Ce qui demeure toujours remarquable, chez Fabrice Luchini, et tranche sur le langage convenu et plat de la plupart de ses collègues en éclat médiatique et en lumière publique tient, précisément, à sa manière de mettre en évidence les ridicules d'un monde qui l'adore quand lui n'y entre que du bout de la pensée - ses délires médiatiques n'étant que la forme la plus achevée du mépris que lui inspirent les bureaucrates de l'information - et à sa capacité de leur opposer les fulgurances de grandes intelligences qu'il célèbre avec une touchante déférence.

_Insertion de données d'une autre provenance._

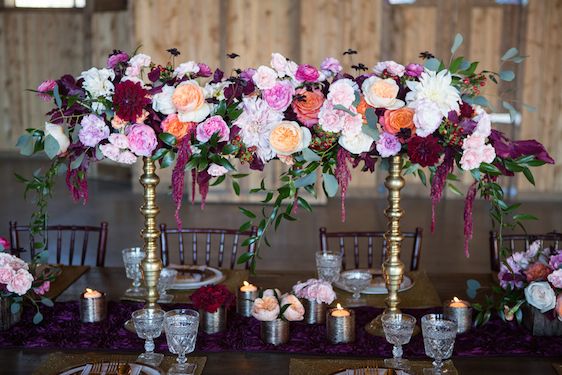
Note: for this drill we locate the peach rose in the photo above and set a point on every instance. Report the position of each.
(266, 309)
(177, 128)
(287, 137)
(189, 100)
(307, 107)
(402, 118)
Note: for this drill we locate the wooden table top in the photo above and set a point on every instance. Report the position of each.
(114, 283)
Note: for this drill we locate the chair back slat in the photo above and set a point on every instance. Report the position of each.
(214, 255)
(64, 254)
(357, 239)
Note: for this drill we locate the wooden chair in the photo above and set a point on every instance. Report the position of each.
(80, 230)
(209, 233)
(519, 242)
(370, 236)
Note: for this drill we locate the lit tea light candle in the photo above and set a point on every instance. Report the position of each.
(340, 325)
(459, 311)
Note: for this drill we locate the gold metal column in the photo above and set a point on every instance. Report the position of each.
(152, 265)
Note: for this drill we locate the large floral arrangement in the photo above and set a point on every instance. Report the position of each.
(532, 277)
(19, 280)
(316, 120)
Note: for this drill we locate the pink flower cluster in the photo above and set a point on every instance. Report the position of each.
(315, 290)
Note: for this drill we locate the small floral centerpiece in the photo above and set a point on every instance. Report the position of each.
(275, 311)
(19, 280)
(212, 302)
(531, 278)
(315, 295)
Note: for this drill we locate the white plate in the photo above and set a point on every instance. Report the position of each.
(377, 284)
(208, 276)
(136, 369)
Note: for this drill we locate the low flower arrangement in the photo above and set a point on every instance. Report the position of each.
(271, 305)
(319, 121)
(19, 280)
(212, 297)
(532, 277)
(316, 290)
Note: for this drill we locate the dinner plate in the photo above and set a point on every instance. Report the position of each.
(377, 284)
(136, 369)
(194, 277)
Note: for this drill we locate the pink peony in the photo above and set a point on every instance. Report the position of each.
(93, 130)
(142, 139)
(295, 311)
(45, 89)
(20, 283)
(212, 125)
(279, 97)
(307, 73)
(266, 309)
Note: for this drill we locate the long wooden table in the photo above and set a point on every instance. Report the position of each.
(114, 283)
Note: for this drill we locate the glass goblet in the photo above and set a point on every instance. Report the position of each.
(356, 281)
(132, 259)
(181, 328)
(438, 340)
(148, 324)
(328, 265)
(167, 277)
(398, 329)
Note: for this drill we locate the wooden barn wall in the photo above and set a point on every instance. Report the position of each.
(305, 31)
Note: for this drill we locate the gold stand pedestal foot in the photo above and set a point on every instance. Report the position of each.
(374, 327)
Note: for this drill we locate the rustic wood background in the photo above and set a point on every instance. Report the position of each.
(39, 44)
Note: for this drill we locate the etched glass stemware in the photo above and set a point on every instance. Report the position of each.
(438, 339)
(398, 329)
(148, 324)
(181, 328)
(132, 258)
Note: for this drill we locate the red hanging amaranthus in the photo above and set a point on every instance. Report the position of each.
(343, 175)
(468, 203)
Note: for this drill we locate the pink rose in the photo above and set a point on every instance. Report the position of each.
(43, 288)
(45, 89)
(21, 282)
(307, 73)
(6, 275)
(295, 311)
(142, 139)
(212, 125)
(342, 93)
(266, 309)
(279, 97)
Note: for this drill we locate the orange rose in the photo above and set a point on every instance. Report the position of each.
(402, 118)
(308, 105)
(288, 137)
(174, 126)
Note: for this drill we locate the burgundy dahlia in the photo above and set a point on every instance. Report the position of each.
(424, 151)
(130, 99)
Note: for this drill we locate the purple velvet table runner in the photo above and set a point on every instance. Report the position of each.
(62, 329)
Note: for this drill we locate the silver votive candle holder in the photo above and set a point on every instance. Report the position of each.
(245, 299)
(460, 312)
(93, 306)
(340, 328)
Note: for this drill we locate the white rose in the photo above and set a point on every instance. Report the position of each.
(98, 82)
(190, 67)
(427, 118)
(540, 295)
(57, 132)
(265, 77)
(356, 143)
(162, 102)
(381, 93)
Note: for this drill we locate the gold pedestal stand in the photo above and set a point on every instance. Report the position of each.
(392, 268)
(151, 265)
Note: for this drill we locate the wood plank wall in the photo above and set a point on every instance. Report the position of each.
(38, 45)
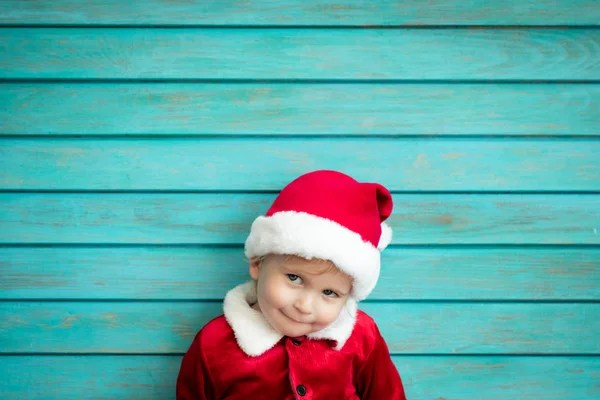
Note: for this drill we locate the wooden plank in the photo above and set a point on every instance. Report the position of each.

En effet, quand il pourfend le téléscopage entre la médiocrité de la dérision à tout prix - et à n'importe quel prix et sur n'importe quoi - et l'emprise étouffante du "tout-culturel", entre l'insignifiant du quotidien médiatique et de ses piètres serviteurs et l'obligation de se composer, ce qui n'est pas contradictoire mais inévitablement complémentaire, une mine incurablement sérieuse de sauveur du monde ou de martyr continu, il nous fait avancer sur des chemins où, grâce à son talent et à son omniprésence, il est hors de question de lui imposer une quelconque marche arrière.

Quand, avec intuition, finesse, respect et reconnaissance, il porte aux nues, célèbre, honore notamment Céline, La Fontaine, Muray, Michel Simon, Bernard Blier, Louis Jouvet, Molière ou Debord, il ne se contente pas de manifester sa culture considérable mais vient offrir à ceux qui écoutent, dans l'espace médiatique et, en quelque sorte, contre la structuration perverse et superficielle de celui-ci, les infinis cadeaux prodigués par une culture vivante enrichie de liberté et de curiosité. Fabrice Luchini est un passeur, bien plus important que lui-même, et cette conscience, qu'il ne dément jamais malgré le plaisir qu'il prend à se camper en justicier insolent, lui donne cette aura, lui crée cet attachement, l'une et l'autre dépassant le champ strict du spectacle mais étant liés à la fascination que dans son genre ce maître du divertissement inspire.

J'ai déjà écrit plusieurs billets sur Fabrice Luchini parce qu'à peine croit-on en avoir fait le tour qu'il nous désarçonne, lui qui est toujours le même et toujours un autre.

Il y a toujours trop de Gerra qui a beaucoup de succès. Il n'y a jamais assez de Luchini qui vient habiter chez nous, en nous.